Pants!

I am currently reading a biography of Luisa Capetillo, a late 19th, early 20th century Puerto Rican feminist and anarcho-syndicalist. She organized strikes, wrote books, and traveled to Mexico, Cuba and the U.S. mainland...but what do people remember most about her?

According to Luisa Capetillo, Pioneer Puerto Rican Feminist:

Historian Angel Quintero Rivera comments, "When we asked the old labor leaders about her, all of them -- without exception -- began by mentioning that she was the first woman in Puerto Rico to wear pants or pant-skirts."


Capetillo was even arrested in Havana for wearing pants and "Causing a Scandal"! Times have changed a lot: now they arrest you if you're NOT wearing pants. Can't people make up their minds?



In addition, Capetillo was also an outspoken advocate of free love.

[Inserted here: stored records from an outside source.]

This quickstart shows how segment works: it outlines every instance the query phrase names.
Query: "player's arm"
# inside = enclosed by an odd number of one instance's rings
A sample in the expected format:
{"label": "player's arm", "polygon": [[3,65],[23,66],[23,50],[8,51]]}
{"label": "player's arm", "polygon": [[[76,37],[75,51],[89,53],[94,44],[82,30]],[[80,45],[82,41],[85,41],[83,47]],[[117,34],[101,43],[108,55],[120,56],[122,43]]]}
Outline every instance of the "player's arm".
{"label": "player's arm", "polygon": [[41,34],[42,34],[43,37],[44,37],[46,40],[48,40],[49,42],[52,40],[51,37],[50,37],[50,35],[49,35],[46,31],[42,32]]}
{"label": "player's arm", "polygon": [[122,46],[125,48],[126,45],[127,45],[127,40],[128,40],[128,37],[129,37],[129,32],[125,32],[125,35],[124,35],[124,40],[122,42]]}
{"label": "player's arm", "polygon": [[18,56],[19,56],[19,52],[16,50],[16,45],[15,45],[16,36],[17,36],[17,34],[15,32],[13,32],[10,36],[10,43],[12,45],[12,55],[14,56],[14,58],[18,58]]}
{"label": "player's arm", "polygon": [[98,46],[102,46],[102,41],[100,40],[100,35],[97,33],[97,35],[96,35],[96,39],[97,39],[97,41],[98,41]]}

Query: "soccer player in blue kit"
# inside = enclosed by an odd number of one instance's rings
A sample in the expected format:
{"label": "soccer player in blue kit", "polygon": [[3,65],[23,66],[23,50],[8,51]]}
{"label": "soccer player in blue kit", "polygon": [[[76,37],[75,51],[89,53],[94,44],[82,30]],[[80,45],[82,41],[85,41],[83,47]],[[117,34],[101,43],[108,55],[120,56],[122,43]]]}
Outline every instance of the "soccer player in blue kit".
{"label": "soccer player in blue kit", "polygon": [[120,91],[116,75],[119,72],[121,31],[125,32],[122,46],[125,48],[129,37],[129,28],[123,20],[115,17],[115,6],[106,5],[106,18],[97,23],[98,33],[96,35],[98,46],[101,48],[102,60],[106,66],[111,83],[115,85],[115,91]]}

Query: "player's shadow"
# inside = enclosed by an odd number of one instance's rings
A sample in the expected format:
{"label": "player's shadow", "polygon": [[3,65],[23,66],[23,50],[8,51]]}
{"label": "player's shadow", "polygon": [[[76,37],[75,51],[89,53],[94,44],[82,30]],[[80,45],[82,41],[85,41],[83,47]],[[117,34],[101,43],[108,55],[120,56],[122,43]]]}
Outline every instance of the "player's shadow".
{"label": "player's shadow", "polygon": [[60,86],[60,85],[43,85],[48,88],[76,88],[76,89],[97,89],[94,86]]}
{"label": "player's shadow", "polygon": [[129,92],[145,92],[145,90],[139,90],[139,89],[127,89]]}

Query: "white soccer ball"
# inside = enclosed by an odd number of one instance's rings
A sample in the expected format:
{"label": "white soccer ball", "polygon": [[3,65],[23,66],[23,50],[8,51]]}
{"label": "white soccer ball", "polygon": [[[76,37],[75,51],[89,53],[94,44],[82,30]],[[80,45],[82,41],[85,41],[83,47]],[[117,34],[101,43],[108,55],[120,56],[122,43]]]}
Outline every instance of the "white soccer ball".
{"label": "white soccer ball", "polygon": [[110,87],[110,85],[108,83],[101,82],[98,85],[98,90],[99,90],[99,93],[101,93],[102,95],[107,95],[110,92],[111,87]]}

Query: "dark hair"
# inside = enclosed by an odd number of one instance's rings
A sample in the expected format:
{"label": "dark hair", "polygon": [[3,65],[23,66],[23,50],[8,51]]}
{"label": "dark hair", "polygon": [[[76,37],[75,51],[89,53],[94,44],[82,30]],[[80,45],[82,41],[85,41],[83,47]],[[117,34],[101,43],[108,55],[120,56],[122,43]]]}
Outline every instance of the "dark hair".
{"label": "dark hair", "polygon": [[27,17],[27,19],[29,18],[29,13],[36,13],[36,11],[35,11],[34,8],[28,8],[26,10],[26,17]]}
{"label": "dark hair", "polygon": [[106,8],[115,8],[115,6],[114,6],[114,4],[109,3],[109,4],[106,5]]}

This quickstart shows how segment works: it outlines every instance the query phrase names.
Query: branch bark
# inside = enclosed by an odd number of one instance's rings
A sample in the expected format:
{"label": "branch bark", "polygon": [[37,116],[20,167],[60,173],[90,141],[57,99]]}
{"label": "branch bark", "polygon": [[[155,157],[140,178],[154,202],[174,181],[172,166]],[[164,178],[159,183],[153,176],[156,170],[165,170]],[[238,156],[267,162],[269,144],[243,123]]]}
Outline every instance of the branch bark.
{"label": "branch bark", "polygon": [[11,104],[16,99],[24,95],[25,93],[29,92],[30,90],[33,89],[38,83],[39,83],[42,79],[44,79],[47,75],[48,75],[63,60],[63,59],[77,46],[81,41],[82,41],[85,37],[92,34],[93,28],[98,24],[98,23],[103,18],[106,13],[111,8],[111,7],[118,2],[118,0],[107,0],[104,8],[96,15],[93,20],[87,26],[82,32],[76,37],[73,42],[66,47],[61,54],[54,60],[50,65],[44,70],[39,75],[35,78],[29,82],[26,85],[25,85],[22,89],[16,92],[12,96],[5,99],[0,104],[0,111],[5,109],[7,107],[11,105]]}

So you'd figure this pants-wearin', free-lovin' anarchist would have been an early voice for queer rights, right?

WRONG!

Capetillo, in Mi OpiniĆ³n, a book of essays on feminism, explicitly takes on lesbianism...as a social ill. If human beings practiced free love, Capetillo believed lesbianism -- and masturbation -- would disappear! Women would have a "natural" outlet for their passions, instead of needing to turn to other women or to the 19th century Puerto Rican equivalent of a vibrator (I imagine that would be a woodpecker). Lesbianism and jacking off were unnatural acts in her mind; sex was for reproduction, and was most naturally between a man and a woman.

Capetillo hated the hypocritical priests of the Catholic Church, but clearly her concept of love and sex was heavily influenced by religion. Capetillo's version of free love was serial monogamy.

Free love as defined as "straight people should be able to love who they like, one at a time, within marriage, with certainly no jacking off" seems...quite different from the definition I've acquired from watching PBS documentaries on Woodstock. But Capetillo's Puerto Rico was so prudish that her ideas were as shocking as a bare ankle.

I find it interesting that Capetillo was able to be such a nonconformist, but was still bound by her culture and early upbringing, to such an extent that her ideas on love would seem right-wing today. I think it illustrates how political discussions can be shifted so far off center that any opinion in the opposite direction looks extreme. Perhaps we should not hedge our opinions for fear of being ridiculed as wackos. Go out, wear our pants (or dresses), and not moderate ourselves to the point that we are actually supporting those who would oppose us.